El miedo es un sentimiento ajeno a la razón, a la capacidad del ser humano de poner sus pensamientos de forma lógica y usar así su habilidad en el análisis de la situación. El miedo es el enemigo de lo razonable, es el veneno que desconecta las neuronas y trata de paralizar el sistema nervioso y con ello trata de atraparte en sus redes para no dejarte escapar. Los miedos, los temores de una persona, son a menudo fundados por la falta de conocimiento de algo o a veces por los hechos que se presentan delante nuestro y que en nuestra supuesta sabiduría no somos capaces de comprender. Este es un miedo muy común, que los niños a menudo sufren: la primera vez que duermen solos, la primera vez que suben a una bicicleta, el temor a lo incomprendido es algo que los humanos no pueden negar y que no cambiarán. Está en nuestro código genético.

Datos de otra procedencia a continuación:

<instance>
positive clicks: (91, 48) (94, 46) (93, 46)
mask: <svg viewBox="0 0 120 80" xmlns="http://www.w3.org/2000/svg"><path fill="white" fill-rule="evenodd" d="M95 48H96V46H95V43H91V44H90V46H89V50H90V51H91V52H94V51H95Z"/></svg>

El pequeño se sienta, no acaba de comprender que ha pasado, ve la sangre, una y otra vez, en su mente resuenan las suplicas de su madre, el llanto, la histeria. No acaba de entender lo que le dice su mente y su cuerpo se atasca en un entumecimiento que le recorre las venas y las terminaciones nerviosas. Sabe que no debe moverse como cervatillo asustado delante de su depredador. Las lágrimas se contienen, asimilar se asimilará después, con el tiempo, con la madurez, con la compresión. Pero de pronto delante suyo yace su madre, mientras su padre aún sujeta el cuchillo entre sus manos. Sin embargo es tan sólo un chaval de diez años que ha presenciado la muerte de su madre Anna a manos de su marido -ahora viudo- Zygmunt.
Lo que sucede después son borrones en la mente del infante. Las primeras semanas parecen pasar en blanco y negro, en un cine mudo dónde él intenta asimilar o procesar, o cualquier otra palabra que pueda ayudar a arrojar un poco de luz a los sentimientos y pensamientos tan oscuros en la mente de este muchacho. Su hermano y él se cogen de la mano y se encaminan a una vida nueva, junto a su abuela, a la que mucho más tarde agradecerán haberlos llevado por el camino del bien, a enderezarlos pese a un trauma de tal calibre.
Esta es la historia de este niño, que en la adolescencia lucha por ser mejor hombre, ya con su padre en la cárcel. El infante madura, pero la comprensión aún no llega, no llega la manera de pasar la página manchada con sangre de su sangre. Pero aquí no hay finales felices, hay un final, que es necesario, una clausura a una carrera en la que la agonía y el miedo han pasado de largo pero en la que nuestro protagonista admite buscar en el cielo las respuestas. Pero en la madurez y la etapa adulta llegan las respuestas en forma de incógnitas resignadas: “Nunca comprenderé por qué pasó. Siempre me preguntaré ‘¿por qué?’.”
Él ya casi en la treintena mira al cielo y señala cada vez que marca un gol. Se acuerda de su madre y se pregunta como sería su vida si ella aún viviera y desea con todas sus fuerzas que eso fuese así, sabe que daría su vida por borrar esos recuerdos de su mente y tener a Anna a su lado. A pesar de su éxito en su carrera como futbolista, a pesar de vestir la camiseta de su selección, a pesar de todo, en el fondo de su corazón sabe que cambiaría todo eso por abrazarla una vez más. La tragedia siempre se cernirá sobre su nombre pero esa carga pesada sobre los hombros es uno con él.
Su padre salió de prisión 15 años después, pero nunca se hablaron ni se vieron. Poco después de su salida murió, a los 56 años de edad. Su hijo se personó en su funeral y una parte del rompecabezas de su miedo se encajó allí.
Desde entonces la vida ha seguido, siguen los goles, siguen las idas y venidas, y sobre todo sigue ahí agazapada la duda y el temor. Esta es la historia de un niño que creció teniendo poco más de 10 años, esta es la historia de como Jakub Blaszczykowski vio a su madre morir. La historia de ‘Kuba’ sangra de dolor y miedo infantil y mira al cielo con ojos anhelantes.